The Nigerian Afang soup, like the Edikang Ikong soup, is native to the Efiks, people of Akwa Ibom and Cross River states of Nigeria but enjoyed by all Nigerians. It is also very nutritious as the soup consists mainly of vegetables. Afang soup is prepared with a generous quantity of Water leaves and the wild herbal Okazi leaves.
Ofe Nsala (Nsala soup) is a delicious soup, popular in the eastern part of Nigeria. It is also known as ”white soup” because of its light color , due to the absence of palm oil.
The authentic Nsala soup recipe calls for fresh whole Cat Fish, which gives this soup its unique taste. But in the absence of whole catfish, catfish fillets or conger eel can be used.
Efo riro is a rich vegetable soup that is native to the Yoruba people of Western Nigeria. The vegetables that can be used to cook this soup are water leaves and pumpkin leaves.
This is a stew used to serving and preparing the Nigerian Jollof Rice recipes: Jollof Rice, Coconut Rice, Rice & Beans, etc. This tomato stew also forms the base for the Nigerian Beef & Chicken Stew.
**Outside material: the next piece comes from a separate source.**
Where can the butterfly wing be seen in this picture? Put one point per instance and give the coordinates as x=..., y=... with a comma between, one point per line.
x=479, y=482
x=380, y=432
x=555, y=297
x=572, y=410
Fried rice is one of the most widely eaten Nigerian foods; it is accepted by almost every Nigerian both at home and in Diaspora.
Moi Moi (also Moin Moin) is a great dish accessory in Nigeria. It is commonly seen accompanying Jollof Rice, Fried Rice, Fried Plantain, Custard, Akamu (Pap, Ogi) etc. It can even be eaten alone as a snack with a soft drink to wash it down.
This is the most popular Nigerian rice recipe. This is why you will always see it in parties.
Ewa Agoyi simply means plain boiled beans eaten with pepper sauce. It is a very delicious delicacy common among Yoruba.
The delicious spaghetti/macaroni dish is a very popular Nigerian cuisine eaten in every part of the country.
Akara, also known as Bean Cakes, Bean Balls, Bean Fritas or Acarajé in Portuguese is a Nigerian breakfast recipe made with beans.
To make Akara, you need to first of all remove the beans coat. You should remove the coat from the beans just before you make the Akara. This means that you can’t use coatless beans that have been stored in the fridge or freezer to make Akara.
This is a staple food eaten in West Africa, particularly in the Southern parts of Nigeria made from cassava (manioc) flour, known in West Africa as garri.
The Yam Porridge can also be referred to as yam soup. It is mainly yam cooked with ingredients and the resulting dish contains some soupy liquid.
Fufu is eaten with the various Nigerian soup recipes. Fufu is derived by mashing starchy foods or mixing the processed starchy foods in hot water. Fufu is a generic name for food you swallow during the eating process. Fufu recipes are generally tastless on their own so they rely on the richness of the soups to make the meal delicious.
Suya, is a spicy shish kebablike skewered meat which is a popular food item in various parts of Nigeria and is enjoyed as a delicacy in West Africa. (where it is called agashe). Suya is generally made with skewered beef, ram, or chicken.
It is traditionally prepared by the Hausa people of northern Cameroon, Nigeria, Niger, and some parts of Sudan (where it is called agashe). Suya is generally made with skewered beef, ram, or chicken. Innards such as kidney, liver and tripe are also used.
I’m always looking for opportunities to add new cuisines and recipes to my list and I was curious about the sort of recipes other countries have to offer. I was very intrigued about the section of your article that highlights the different kinds of Nigerian soups especially the Pepper Soup. I love having a versatile and very flexible recipe that I can show to my friends and the Pepper Soup seems perfect for that kind of meal. I’ll look for any Nigerian restaurants I can sample these recipes at first before I try my own attempt at making them, but I’ll be sure to remember your recommendations. Thank you so much!
Alright, you’re most welcome. I’m glad you find this useful.
I would like to learn how to cook all complete Nigeria soups.